Noureddine Adam's mobile phone store was no exception. On the fifth day of the conflict, a lock was broken and his shop was ransacked.

"They didn't leave anything, and now I have nothing left," he told AFP.

In addition to having lost their inventory, shop owners and traders like Adam are now saddled with debt, he said.

Empty silos 

According to a customs official who spoke to AFP on condition of anonymity, the Soba container terminal south of Khartoum -- where imports are processed before coming into the capital and other areas -- has been stripped bare.

"It was all products from abroad that had come in and were waiting to be processed, but their importers couldn't come and finish the paperwork because of the war," he said.

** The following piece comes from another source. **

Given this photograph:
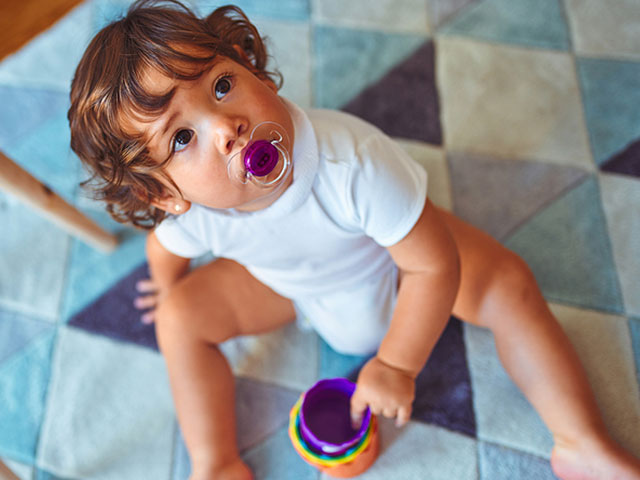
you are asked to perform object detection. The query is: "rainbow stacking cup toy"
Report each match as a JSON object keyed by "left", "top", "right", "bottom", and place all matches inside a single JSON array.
[{"left": 288, "top": 378, "right": 379, "bottom": 478}]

According to witnesses in Khartoum North, wheat silos at Sayga, Sudan's largest producer of flour, have been emptied out -- a potential disaster for a country where the UN predicts 19 million people could be food insecure within six months.

Khartoum residents have tried to hold out hope, even while sheltering under air strikes and seeing their fleeing neighbours' homes broken into and ransacked.

But Abdeldayem Omar knows his clothing store is gone for good.

"On the third day of the war, a rocket fell on the market," he told AFP.

"Some stalls burned to the ground, including mine. Others partially survived the flames, but whatever was left was looted."

The irony, according to him, is that "the main police station in the district is headquartered inside the market itself."

"But the police have completely disappeared, and there's no protection left."